The San Diego restaurants initiated their coverage dispute in May 2020 on behalf of a proposed statewide class for policyholders whose claims for pandemic-related losses were denied, asserting that directives issued by the governor and the city's mayor caused them to suspend their operations.
Judge Battaglia disagreed, saying that the stay-at-home order was not issued in response to physical damage at the restaurants and that it did not force the businesses to close.
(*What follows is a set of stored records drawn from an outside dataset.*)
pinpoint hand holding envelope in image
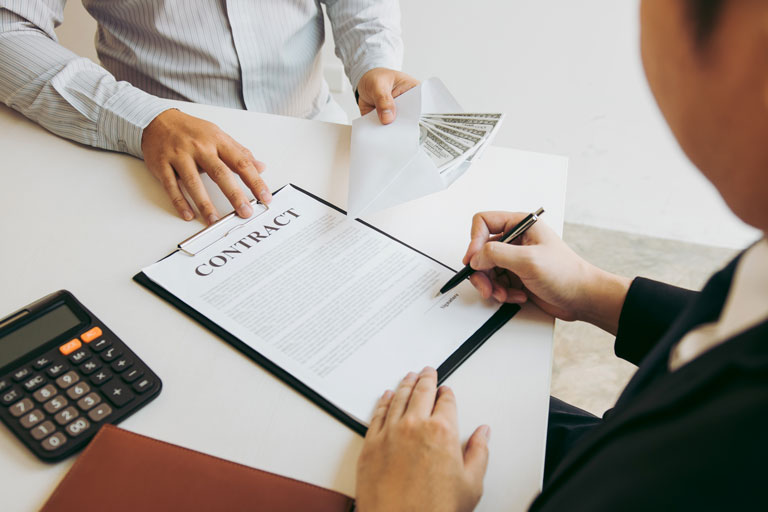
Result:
[348,78,504,218]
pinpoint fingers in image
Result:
[386,372,418,424]
[150,162,195,220]
[368,389,394,434]
[392,75,419,98]
[219,141,272,206]
[357,68,419,124]
[464,425,491,486]
[172,155,219,224]
[373,87,395,124]
[469,242,536,275]
[463,212,528,265]
[405,367,437,418]
[432,386,459,428]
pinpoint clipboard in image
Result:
[133,184,520,436]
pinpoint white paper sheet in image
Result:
[144,186,498,423]
[347,78,469,218]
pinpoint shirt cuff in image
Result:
[97,84,174,159]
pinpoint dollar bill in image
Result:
[419,113,504,172]
[427,125,476,154]
[422,112,504,119]
[420,127,461,170]
[421,120,485,145]
[424,116,501,134]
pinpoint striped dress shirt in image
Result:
[0,0,402,158]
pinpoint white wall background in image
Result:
[58,0,758,247]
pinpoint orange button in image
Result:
[80,327,101,343]
[59,338,83,356]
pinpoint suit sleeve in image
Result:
[0,0,169,158]
[614,277,698,365]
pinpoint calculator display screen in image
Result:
[0,304,82,368]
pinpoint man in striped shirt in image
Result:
[0,0,418,223]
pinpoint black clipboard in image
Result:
[133,184,520,436]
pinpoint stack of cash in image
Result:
[419,113,504,174]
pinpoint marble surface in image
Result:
[551,223,738,415]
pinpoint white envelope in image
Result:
[347,78,470,218]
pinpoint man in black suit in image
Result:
[357,0,768,512]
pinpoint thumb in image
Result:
[464,425,491,487]
[373,79,395,124]
[469,242,532,275]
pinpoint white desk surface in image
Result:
[0,104,567,511]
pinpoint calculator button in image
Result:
[53,406,80,425]
[101,381,135,407]
[0,388,21,405]
[69,348,91,364]
[45,363,69,378]
[91,370,112,386]
[67,382,91,400]
[43,396,69,414]
[10,398,35,418]
[133,378,153,393]
[123,368,144,382]
[32,356,51,370]
[88,404,112,421]
[33,384,58,402]
[19,409,45,428]
[13,368,32,382]
[64,418,91,437]
[23,373,45,393]
[59,338,83,356]
[80,359,101,375]
[112,357,133,373]
[80,327,101,343]
[56,371,80,389]
[91,338,112,352]
[101,347,123,362]
[40,432,67,452]
[77,393,101,411]
[30,420,56,441]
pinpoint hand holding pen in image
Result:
[452,208,632,334]
[438,208,544,295]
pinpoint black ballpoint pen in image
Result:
[437,208,544,295]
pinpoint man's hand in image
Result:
[357,68,419,124]
[464,212,631,334]
[355,368,490,512]
[141,110,272,224]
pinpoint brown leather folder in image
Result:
[42,425,354,512]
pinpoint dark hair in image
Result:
[688,0,725,43]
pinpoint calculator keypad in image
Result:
[0,327,160,460]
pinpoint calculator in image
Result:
[0,290,162,462]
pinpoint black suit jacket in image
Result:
[531,258,768,511]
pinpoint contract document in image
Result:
[135,185,518,432]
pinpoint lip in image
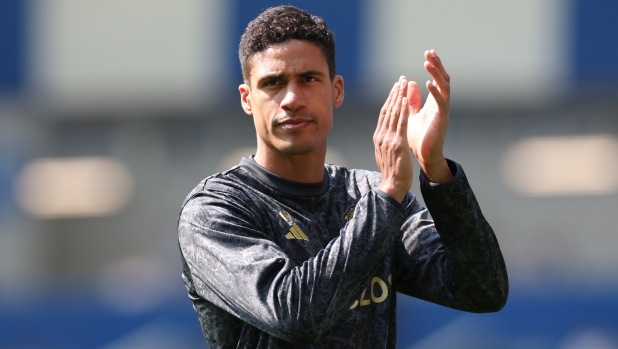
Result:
[279,119,311,131]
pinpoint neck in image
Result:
[254,144,326,183]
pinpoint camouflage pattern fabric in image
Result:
[178,158,508,349]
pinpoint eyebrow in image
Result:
[258,70,326,81]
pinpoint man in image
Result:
[178,6,508,348]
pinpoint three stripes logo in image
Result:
[279,211,309,241]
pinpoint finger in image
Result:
[407,81,423,115]
[425,80,447,111]
[425,50,451,82]
[389,76,408,131]
[425,62,451,100]
[374,83,397,135]
[397,97,410,140]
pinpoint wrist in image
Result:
[379,183,408,203]
[420,157,453,184]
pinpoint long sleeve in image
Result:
[396,161,508,313]
[178,181,405,343]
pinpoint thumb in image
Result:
[408,81,422,115]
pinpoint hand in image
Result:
[408,50,453,183]
[373,76,413,202]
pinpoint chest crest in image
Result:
[343,206,356,223]
[279,211,309,241]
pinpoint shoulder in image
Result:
[181,166,252,211]
[325,164,382,191]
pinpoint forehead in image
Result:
[250,40,328,80]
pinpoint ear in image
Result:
[333,75,345,108]
[238,84,253,115]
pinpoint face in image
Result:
[239,40,343,155]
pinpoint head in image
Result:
[238,6,335,83]
[239,6,343,161]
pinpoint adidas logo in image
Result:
[285,223,309,241]
[279,211,309,241]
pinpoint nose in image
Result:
[281,81,305,111]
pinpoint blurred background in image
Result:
[0,0,618,349]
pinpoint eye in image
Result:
[264,80,279,86]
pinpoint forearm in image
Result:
[421,163,508,312]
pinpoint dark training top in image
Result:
[178,158,508,349]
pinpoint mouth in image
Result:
[277,119,312,131]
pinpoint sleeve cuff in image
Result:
[372,188,406,216]
[418,159,464,189]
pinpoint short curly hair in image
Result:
[238,5,335,83]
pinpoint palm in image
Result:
[407,50,450,179]
[408,90,448,164]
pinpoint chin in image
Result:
[276,142,319,155]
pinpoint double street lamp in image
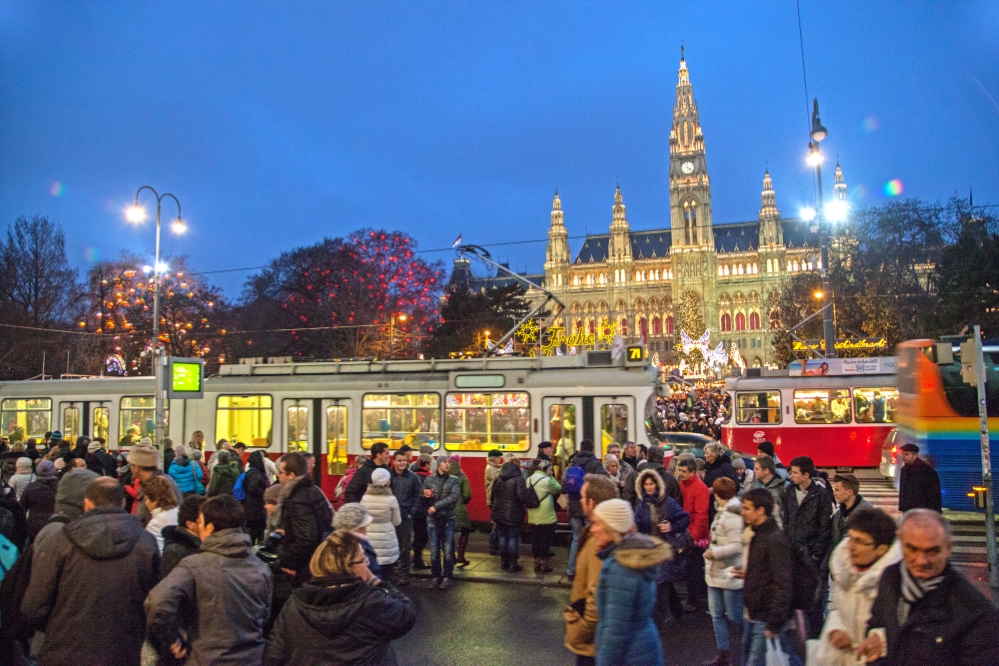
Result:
[128,185,187,446]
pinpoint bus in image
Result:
[896,340,999,511]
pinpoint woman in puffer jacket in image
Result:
[704,477,745,666]
[361,468,402,580]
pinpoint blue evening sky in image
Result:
[0,0,999,296]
Those facts are fatal to the restaurants' claims under all three coverage provisions they invoked, the judge said.
"In fact, the [first amended complaint] indicates that the March 16 order prohibited merely 'in-person' dining, but allowed for permitted patrons to access the property to purchase food and beverages for delivery or take-out services," Judge Battaglia said.
"On that same token, the court notes that the civil authority coverage provision provides coverage only to the extent that access to plaintiffs' physical premises is prohibited — not if plaintiffs are simply prohibited from operating the on-site consumption aspect of their business," the judge continued.
Judge Battaglia also explained that the policies' use of the phrases "period of restoration" and "repaired, rebuilt or replaced" show that physical damage to the properties is necessary to trigger coverage.
Counsel for the parties did not immediately respond to requests for comment on Thursday.
The restaurants are represented by Kevin F. Ruf and Lee Albert of Glancy Prongay & Murray LLP
American Fire and Ohio Security are represented by Kathy Huang, Lisa L. Garcia and Daniel F. Diffley of Alston & Bird LLP and Melissa M. D'Alelio of Robins Kaplan LLP.
The case is Park 101 LLC et al. v. American Fire And Casualty Company et al., case number 3:20-cv-00972, in the U.S. District Court for the Southern District of California.